Range under power not sufficient
Boat not made or equipped for weather you may encounter many places along the way.
You need 4 line handlers, plus the skipper (he is not a line handler).
I have seen boats like the Nordhavns make this trip, also Seaton trawler, a Defever passage maker (closest to your cited boat, but with a lot more fuel,
Shutters for the windows/ if broken I Wirld of hurt.
I have seen winds of 90 knots on this route. How would that boat stand up to 90 knots of wind? And the seas which come with this?
You have to have the fuel tanks cleaned (Polished with all old fuel removed, tanks rinsed out and refilled with filtered diesel. There are a lot of issues on a single motor vessel. With my motor sailor, they are decent sailing boats and I had made several 24 hour passages which were just over 200 mies, With sails I had an auxiliary source of sailing-at getting somewhere. I you had an unfixable engine issue pretty good chance you would loose the boat, AMVER might pick you up, but they are not going to salvage the boat--sink it, or let is sink.
Don;t do it on its own bottom. You might make it--maybe not.
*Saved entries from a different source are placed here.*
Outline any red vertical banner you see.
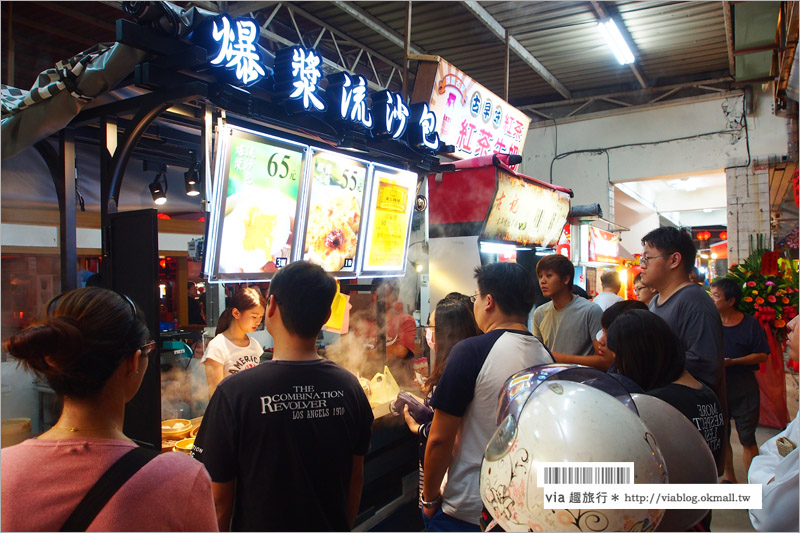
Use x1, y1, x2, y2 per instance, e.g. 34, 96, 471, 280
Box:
755, 310, 789, 429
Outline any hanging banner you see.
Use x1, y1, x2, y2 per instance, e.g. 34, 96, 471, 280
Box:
301, 149, 369, 274
413, 56, 530, 161
481, 170, 571, 248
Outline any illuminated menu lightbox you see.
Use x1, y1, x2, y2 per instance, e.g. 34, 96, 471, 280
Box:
205, 126, 418, 282
360, 165, 418, 275
208, 127, 306, 281
300, 149, 369, 274
481, 170, 571, 249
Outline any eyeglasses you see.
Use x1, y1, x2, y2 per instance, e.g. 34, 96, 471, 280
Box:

A neighbor in Calif. took a Bertum 55' sport fisher (twin engines) down from FL, thru Mona Passage, the Canal and then strait up to Long Beach. He said he would never do that trip again, He had carried extra fuel in bladder tanks and barrels.
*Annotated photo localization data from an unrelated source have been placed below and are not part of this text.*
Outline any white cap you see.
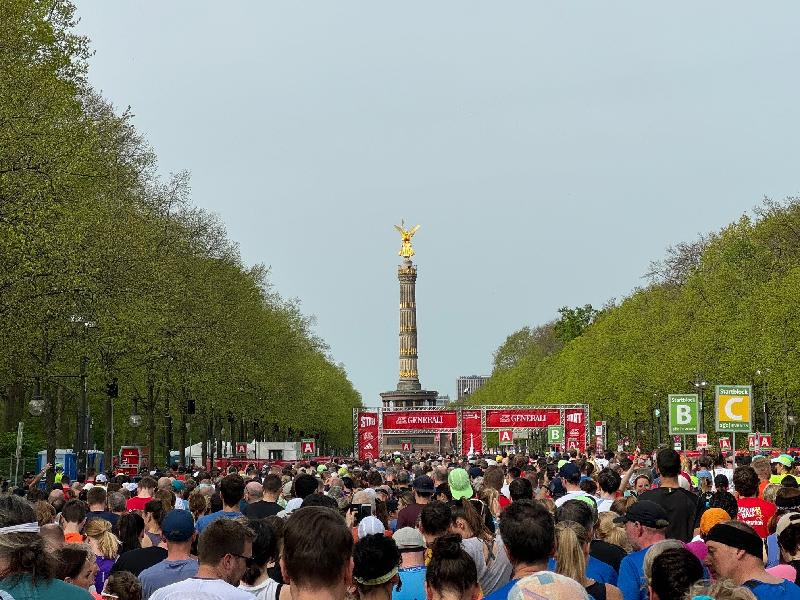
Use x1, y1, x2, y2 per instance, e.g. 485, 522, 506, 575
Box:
357, 516, 385, 539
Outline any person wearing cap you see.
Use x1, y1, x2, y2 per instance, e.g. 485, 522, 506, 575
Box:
138, 509, 199, 599
733, 465, 776, 539
615, 500, 669, 600
396, 475, 435, 529
705, 520, 800, 599
638, 448, 697, 543
770, 455, 800, 485
392, 527, 426, 600
554, 462, 588, 508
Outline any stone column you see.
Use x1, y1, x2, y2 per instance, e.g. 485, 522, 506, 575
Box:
397, 259, 421, 392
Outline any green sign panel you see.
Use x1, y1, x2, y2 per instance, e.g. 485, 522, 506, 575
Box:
668, 394, 699, 435
547, 425, 564, 445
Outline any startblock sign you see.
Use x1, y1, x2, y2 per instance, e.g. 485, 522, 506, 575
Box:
547, 425, 564, 445
668, 394, 699, 435
715, 385, 752, 432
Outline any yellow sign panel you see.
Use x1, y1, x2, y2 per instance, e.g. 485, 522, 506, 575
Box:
715, 385, 752, 432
For a smaller boat the route is best thru the Western Caribbean (Belize, Honduras, Mexico and then to your preferences in FL. We went from Yucatan to the Keys, and to Pensacola. Slightly different routes. But we had the range to go straight. Going back we stopped only at Panama to make the transit. We had met with the chief pilot and he gave us next day passage, if we would go from the Mere flores lock after dark without an advisor. We did it, but with about 6 knots of current behind us, we were flying thru the Bridges of the Americas, and when we turned into Balboa YC, I had reserved a mooring right at the edge of the Chanel, and it was red line to buck the current and pickup the mooring. I probably would not do that again. (Boat was already admeasured, and we had volunteer crew lined up; plus I already had the prescribed size of lines. We did top off fuel at Acapulco, not even staying overnight, or checking in.